When Shannon left me for good, it was always Mackenzie, letting me know how much she loves me and how much she missed me that made me realize...things will be ok. It was always her that was there in my mind. Vaughn was too little at the time to realize or to know much, so it was Mackenzie that got me up and back on my feet.
Such responsibility for such a little girl, and I hated to let her do it, but she would have it no other way.
She made me realize that I am a good parent, she'd cry when she left my house and scream for me, and though it tore my heart out, it made me realize that for all the things I've done wrong in my life, here was one thing I had done right.
She's in Kindergarten now and I've seen amazing changes in her already. She's so smart, and combine that with being funny, goofy, and beautiful, she's going to make one amazing adult. One that I can be proud to have raised and brought into this world. Part of me can't wait to see the adult that she will become and part of me is scared to death of the day that she grows up and doesn't rely on her daddy as much anymore.
But no matter what, I know that I've done a good job. Hell, we've done a good job. Shannon is great with her and as I've said before, no matter what happened, I couldn't have picked a better woman to have kids with.

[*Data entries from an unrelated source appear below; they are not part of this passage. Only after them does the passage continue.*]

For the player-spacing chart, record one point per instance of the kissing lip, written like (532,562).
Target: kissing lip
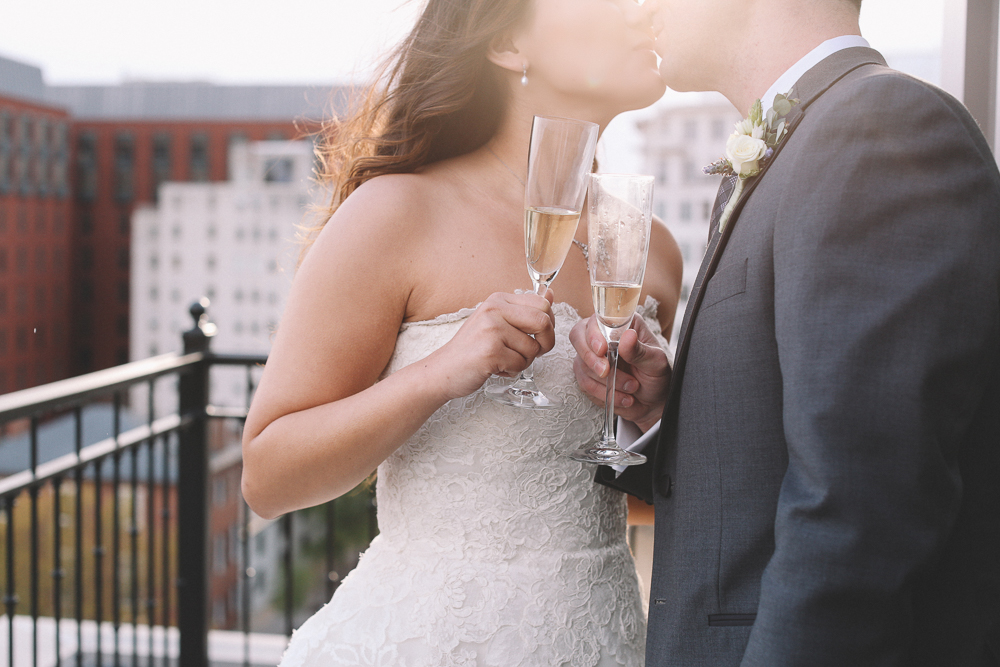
(648,44)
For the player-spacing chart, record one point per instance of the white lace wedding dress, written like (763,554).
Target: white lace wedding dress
(494,547)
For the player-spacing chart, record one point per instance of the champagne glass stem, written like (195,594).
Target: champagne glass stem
(609,402)
(529,373)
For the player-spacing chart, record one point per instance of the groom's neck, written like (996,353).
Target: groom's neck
(777,36)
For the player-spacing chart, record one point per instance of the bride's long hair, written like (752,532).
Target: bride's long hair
(436,96)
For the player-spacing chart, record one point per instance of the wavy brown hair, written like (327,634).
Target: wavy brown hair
(436,96)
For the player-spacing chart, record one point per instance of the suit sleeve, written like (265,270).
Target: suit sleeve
(886,316)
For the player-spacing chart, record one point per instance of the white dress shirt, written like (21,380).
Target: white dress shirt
(629,435)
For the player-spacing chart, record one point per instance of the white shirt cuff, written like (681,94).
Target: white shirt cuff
(631,438)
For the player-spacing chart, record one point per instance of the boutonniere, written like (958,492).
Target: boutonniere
(750,147)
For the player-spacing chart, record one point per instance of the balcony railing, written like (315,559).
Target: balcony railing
(136,548)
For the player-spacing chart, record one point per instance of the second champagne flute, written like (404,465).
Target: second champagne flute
(560,159)
(621,213)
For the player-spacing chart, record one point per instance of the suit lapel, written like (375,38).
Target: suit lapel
(809,87)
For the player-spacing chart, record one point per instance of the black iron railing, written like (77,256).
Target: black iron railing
(136,578)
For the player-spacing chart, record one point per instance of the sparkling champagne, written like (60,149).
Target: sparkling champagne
(615,303)
(548,234)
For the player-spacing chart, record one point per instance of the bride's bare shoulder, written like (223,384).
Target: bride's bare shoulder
(381,213)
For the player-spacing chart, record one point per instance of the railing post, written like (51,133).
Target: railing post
(192,498)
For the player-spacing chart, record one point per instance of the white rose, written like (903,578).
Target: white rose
(743,152)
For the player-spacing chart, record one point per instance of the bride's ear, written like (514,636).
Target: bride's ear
(503,53)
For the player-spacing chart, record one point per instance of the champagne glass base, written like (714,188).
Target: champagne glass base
(521,394)
(607,453)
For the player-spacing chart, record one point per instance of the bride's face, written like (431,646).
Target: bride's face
(598,50)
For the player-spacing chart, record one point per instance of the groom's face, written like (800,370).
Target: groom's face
(693,38)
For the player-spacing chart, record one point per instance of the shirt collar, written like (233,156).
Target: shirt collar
(806,63)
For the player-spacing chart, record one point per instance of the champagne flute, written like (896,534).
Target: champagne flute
(560,159)
(620,215)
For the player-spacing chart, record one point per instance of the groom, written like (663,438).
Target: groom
(826,478)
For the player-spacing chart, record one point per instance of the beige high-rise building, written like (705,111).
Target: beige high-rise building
(677,143)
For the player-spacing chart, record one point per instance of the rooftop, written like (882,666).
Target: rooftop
(174,100)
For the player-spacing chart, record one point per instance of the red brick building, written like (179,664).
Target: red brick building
(75,161)
(35,233)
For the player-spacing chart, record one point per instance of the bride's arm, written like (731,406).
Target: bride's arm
(319,423)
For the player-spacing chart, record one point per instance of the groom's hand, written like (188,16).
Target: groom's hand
(643,370)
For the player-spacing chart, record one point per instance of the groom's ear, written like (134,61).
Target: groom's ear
(503,52)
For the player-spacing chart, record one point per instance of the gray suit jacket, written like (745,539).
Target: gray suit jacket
(827,478)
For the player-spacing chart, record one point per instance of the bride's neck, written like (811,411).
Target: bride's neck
(510,143)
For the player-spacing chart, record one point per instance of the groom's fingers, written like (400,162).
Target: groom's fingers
(590,345)
(595,388)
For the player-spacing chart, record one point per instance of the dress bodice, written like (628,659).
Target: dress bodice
(494,547)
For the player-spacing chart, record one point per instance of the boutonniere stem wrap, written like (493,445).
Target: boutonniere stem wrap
(750,147)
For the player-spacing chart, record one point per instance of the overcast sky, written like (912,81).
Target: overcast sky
(305,41)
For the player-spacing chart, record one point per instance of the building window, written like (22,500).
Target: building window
(6,144)
(86,166)
(23,155)
(85,288)
(161,163)
(86,223)
(278,170)
(198,159)
(60,160)
(86,258)
(685,211)
(124,163)
(40,157)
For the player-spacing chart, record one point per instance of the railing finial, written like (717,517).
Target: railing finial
(200,335)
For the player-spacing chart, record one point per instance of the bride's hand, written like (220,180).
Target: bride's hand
(643,370)
(495,340)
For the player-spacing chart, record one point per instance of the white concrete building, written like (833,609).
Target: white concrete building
(677,143)
(233,242)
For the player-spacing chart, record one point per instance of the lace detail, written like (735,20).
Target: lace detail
(494,547)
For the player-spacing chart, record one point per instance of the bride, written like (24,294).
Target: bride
(494,547)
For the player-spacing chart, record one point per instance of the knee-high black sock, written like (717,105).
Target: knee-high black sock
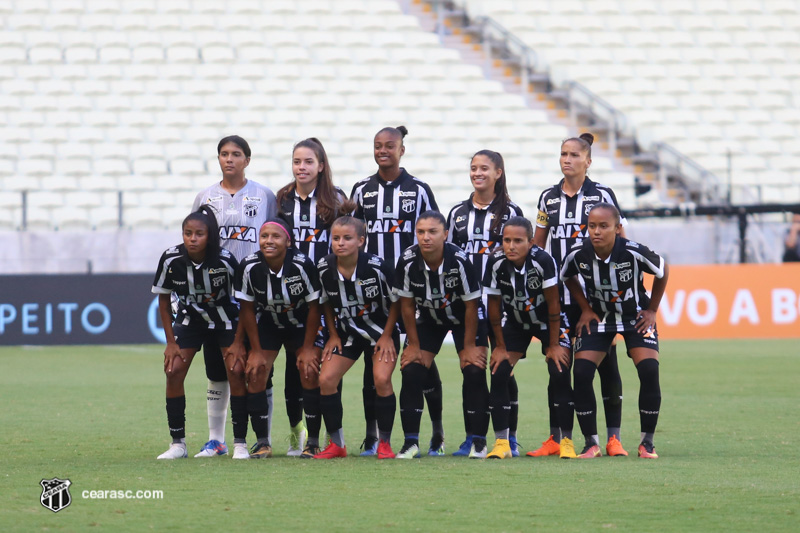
(176,417)
(411,399)
(293,390)
(611,389)
(500,399)
(313,418)
(649,394)
(513,414)
(258,409)
(477,399)
(433,396)
(385,407)
(239,418)
(585,403)
(330,406)
(562,397)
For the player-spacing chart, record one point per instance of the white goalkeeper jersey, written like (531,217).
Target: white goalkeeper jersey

5 years old already. It's not much, but wow, what a milestone and where has the time gone? I remember it all like it was yesterday and to have seen that beautiful baby girl grow up into this amazing little girl has been the triumph of my life so far. One of two actually, the other is this beautiful little boy that is sleeping right next to me.
I love them so much and I'm so proud of them. Watching them grow and learn is the one thing that no matter how sad or angry I am can bring a smile to my face.
Happy Birthday Mackenzie Rae. I love you with all my heart and soul.